Ken Robinson : « L’école doit changer pour s’adapter aux enfants d’aujourd’hui »

Onze ans après avoir été mise en ligne, la conférence TED de Ken Robinson « L’école tue-t-elle la créativité ? » est toujours en tête des TED les plus regardées (46 689 549 de vues au 25 août). Mais comment passer du discours aux actes ? Dans Changez l’école ! (PlayBac, 464 pages, 22,90 euros), l’universitaire anglais explique comment les changements qu’il appelle de ses vœux pourraient être mis en œuvre. Il s’y emploiera également lors d’un débat dimanche 24 septembre, dans le cadre du Monde Festival.

Vos idées séduisent un très large public, mais elles semblent lentes à se concrétiser. Pourquoi ?

Le changement est forcément lent. A fortiori en matière d’éducation, terrain formidablement complexe et soumis à des pressions de toutes sortes. On cumule ici le conservatisme naturel des institutions, l’aversion au changement de la majorité des êtres humains, mais aussi des points de résistance spécifiques. Un enseignant ou un parent qui jugent le système défectueux peuvent être d’anciens élèves qui n’ont pas été si malheureux que cela à l’école, voire qui ont réussi grâce à l’école.

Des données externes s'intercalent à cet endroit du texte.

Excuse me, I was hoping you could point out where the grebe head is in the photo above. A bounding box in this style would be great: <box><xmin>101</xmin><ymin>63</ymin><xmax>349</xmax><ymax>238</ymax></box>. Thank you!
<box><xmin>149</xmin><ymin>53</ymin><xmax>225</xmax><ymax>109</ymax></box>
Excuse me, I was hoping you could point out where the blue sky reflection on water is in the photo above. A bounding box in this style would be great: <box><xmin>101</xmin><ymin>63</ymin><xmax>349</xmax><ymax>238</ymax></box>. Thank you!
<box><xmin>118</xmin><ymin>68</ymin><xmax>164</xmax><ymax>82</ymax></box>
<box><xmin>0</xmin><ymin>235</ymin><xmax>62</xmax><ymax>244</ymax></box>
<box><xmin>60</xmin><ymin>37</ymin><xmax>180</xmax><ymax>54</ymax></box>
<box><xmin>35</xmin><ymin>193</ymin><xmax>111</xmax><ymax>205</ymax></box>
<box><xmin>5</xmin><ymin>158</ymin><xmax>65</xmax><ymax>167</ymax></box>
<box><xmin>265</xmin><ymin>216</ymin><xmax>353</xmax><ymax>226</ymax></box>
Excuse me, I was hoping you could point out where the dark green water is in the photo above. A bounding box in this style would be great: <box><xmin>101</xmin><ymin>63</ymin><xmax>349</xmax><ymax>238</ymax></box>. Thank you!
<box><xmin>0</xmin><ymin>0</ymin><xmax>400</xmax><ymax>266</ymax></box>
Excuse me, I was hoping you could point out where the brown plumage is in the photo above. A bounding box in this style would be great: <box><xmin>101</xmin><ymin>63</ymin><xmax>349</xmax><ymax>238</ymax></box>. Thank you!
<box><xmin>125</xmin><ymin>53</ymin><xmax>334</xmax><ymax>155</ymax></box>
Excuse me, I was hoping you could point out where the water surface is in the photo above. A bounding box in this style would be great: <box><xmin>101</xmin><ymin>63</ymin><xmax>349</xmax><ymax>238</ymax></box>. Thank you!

Il faut du cran pour sortir son enfant d’un système dans lequel on a soi-même réussi, ou pour entraîner ses élèves dans une voie alternative. Comme nous le disons en Angleterre, « Better the devil you know than the one you don’t » (« Mieux vaut un mal connu qu’un bien qui reste à connaître »)… Mais les choses changent. Vous citez les 47 millions de vues de ma conférence de 2006. Ce qui me frappe personnellement le plus, c’est qu’elle continue, onze ans plus tard, à être visionné en moyenne 20 000 fois par jour. Cela signifie bien, au-delà de ma personne, que ce discours résonne.

L’aviez-vous pressenti en 2006 ?

En aucun cas. Ce jour-là, je m’étais préparé à partager mes idées avec quelques centaines de personnes présentes dans la salle, pas avec les citoyens de 160 pays. Je ne planifiais pas de changerle monde !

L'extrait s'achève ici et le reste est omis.